I have… legs again. It’s hard to believe it, after all these years stuck in the merman form. Even harder to remember how to use them—how to stand, how to walk. They are strong, since my tail was strong, but my body can’t remember how to move them properly.

Dressed in a long woolen shirt and a cloak, my legs and feet bare underneath, my arms around Selina and her cousin Lily, feeling like a newborn fowl, I take shaky steps across the cold stone floor. Selina has pulled the cloak hood over my head.

The old woman is still drawing symbols with her finger on her forehead and muttering something.

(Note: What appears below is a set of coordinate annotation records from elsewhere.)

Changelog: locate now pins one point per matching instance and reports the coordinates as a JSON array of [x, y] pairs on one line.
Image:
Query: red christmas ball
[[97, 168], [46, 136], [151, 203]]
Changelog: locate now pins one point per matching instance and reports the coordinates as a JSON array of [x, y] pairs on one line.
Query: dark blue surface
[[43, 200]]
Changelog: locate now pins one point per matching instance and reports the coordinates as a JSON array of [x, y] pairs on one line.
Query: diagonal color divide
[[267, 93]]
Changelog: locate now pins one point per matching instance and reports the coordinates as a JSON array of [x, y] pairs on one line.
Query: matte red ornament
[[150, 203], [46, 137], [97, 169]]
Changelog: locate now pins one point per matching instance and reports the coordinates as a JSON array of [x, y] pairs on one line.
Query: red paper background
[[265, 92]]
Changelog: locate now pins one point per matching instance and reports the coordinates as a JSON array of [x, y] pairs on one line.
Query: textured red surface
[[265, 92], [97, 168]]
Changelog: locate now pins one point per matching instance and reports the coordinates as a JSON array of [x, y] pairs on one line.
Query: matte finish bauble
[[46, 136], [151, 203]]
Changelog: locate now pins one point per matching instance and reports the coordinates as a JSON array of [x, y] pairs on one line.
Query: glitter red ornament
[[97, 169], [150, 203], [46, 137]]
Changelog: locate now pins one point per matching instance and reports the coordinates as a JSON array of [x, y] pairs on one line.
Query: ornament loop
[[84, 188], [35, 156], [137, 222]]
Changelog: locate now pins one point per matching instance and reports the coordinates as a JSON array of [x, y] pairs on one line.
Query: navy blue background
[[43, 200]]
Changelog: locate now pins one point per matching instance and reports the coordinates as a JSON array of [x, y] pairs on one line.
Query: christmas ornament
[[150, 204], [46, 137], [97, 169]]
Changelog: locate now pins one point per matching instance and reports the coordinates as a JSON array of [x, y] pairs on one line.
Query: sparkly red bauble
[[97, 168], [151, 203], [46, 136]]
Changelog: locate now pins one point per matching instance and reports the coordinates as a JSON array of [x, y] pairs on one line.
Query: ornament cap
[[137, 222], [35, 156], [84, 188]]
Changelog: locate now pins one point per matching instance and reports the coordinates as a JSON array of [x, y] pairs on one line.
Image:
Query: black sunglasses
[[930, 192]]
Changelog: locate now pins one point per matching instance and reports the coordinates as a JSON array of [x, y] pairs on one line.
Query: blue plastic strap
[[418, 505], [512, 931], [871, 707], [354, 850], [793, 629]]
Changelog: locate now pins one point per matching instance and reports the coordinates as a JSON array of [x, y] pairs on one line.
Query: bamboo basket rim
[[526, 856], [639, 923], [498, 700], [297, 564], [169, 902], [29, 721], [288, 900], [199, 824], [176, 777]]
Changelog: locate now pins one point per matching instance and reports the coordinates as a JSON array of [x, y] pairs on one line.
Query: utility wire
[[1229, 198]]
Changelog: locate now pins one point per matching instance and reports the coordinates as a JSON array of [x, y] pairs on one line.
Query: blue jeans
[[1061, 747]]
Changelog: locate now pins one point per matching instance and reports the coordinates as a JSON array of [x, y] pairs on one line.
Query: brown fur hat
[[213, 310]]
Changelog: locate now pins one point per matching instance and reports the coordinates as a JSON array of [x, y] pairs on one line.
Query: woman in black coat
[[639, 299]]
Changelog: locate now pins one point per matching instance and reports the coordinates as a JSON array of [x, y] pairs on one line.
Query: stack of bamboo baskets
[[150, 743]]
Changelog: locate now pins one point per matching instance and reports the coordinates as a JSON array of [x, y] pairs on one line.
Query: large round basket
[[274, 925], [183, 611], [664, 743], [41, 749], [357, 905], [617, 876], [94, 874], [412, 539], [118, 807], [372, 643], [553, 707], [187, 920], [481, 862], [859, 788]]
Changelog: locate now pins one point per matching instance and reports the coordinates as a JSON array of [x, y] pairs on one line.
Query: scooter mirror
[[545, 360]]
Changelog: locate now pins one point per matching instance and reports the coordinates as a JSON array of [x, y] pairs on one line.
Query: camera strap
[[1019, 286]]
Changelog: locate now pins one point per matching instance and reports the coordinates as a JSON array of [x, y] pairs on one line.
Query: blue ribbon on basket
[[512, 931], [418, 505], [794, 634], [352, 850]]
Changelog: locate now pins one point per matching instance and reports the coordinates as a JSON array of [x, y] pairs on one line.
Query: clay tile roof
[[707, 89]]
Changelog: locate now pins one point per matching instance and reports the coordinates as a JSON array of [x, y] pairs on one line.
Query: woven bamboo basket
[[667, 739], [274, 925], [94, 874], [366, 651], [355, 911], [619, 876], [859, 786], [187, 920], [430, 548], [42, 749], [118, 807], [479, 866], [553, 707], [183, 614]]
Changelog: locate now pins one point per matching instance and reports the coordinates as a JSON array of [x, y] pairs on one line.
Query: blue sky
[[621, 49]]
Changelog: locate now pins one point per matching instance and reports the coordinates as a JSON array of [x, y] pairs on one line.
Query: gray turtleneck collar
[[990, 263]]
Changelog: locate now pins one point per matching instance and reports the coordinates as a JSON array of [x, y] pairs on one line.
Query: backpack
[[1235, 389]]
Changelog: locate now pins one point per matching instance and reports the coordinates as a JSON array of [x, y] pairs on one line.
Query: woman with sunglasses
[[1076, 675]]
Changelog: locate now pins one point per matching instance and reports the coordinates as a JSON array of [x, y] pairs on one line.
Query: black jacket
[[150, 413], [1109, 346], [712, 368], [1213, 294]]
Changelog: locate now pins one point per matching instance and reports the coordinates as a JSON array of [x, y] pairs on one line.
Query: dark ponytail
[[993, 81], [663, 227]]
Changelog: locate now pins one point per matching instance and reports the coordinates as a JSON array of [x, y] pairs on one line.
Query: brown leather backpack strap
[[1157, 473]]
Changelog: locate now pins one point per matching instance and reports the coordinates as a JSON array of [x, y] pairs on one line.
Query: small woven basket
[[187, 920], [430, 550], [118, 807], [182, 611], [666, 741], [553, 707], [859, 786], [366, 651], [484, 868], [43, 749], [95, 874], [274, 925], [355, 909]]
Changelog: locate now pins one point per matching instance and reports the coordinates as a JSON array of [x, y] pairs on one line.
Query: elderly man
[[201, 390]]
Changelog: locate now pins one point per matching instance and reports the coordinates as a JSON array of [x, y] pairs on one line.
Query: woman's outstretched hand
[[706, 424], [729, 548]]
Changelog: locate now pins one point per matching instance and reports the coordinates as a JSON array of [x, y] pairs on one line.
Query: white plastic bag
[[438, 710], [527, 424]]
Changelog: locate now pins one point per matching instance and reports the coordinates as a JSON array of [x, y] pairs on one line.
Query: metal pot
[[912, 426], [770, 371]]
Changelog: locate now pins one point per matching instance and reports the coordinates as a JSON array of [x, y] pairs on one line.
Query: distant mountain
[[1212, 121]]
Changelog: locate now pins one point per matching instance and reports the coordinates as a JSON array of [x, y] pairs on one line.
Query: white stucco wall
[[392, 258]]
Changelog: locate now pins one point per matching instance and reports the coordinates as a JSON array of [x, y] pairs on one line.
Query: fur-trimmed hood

I don’t think she likes me much.

The guards come toward us and stop. “Who is this?” one of them says. “I thought you only wanted to talk to the merman for this game Prince Willam mentioned.”

“We did that,” Selina says.

“Is this one of the prisoners?”

“Check your cells. He’s not. He came with us.”

I keep my head down, my face in the shadow of the hood. I doubt they’d recognize me—I doubt they even looked at my face, more intent in kicking me in the ribs and the tail, but you never know.

“I didn’t see him with you when you came down,” the guard says, scratching at his head.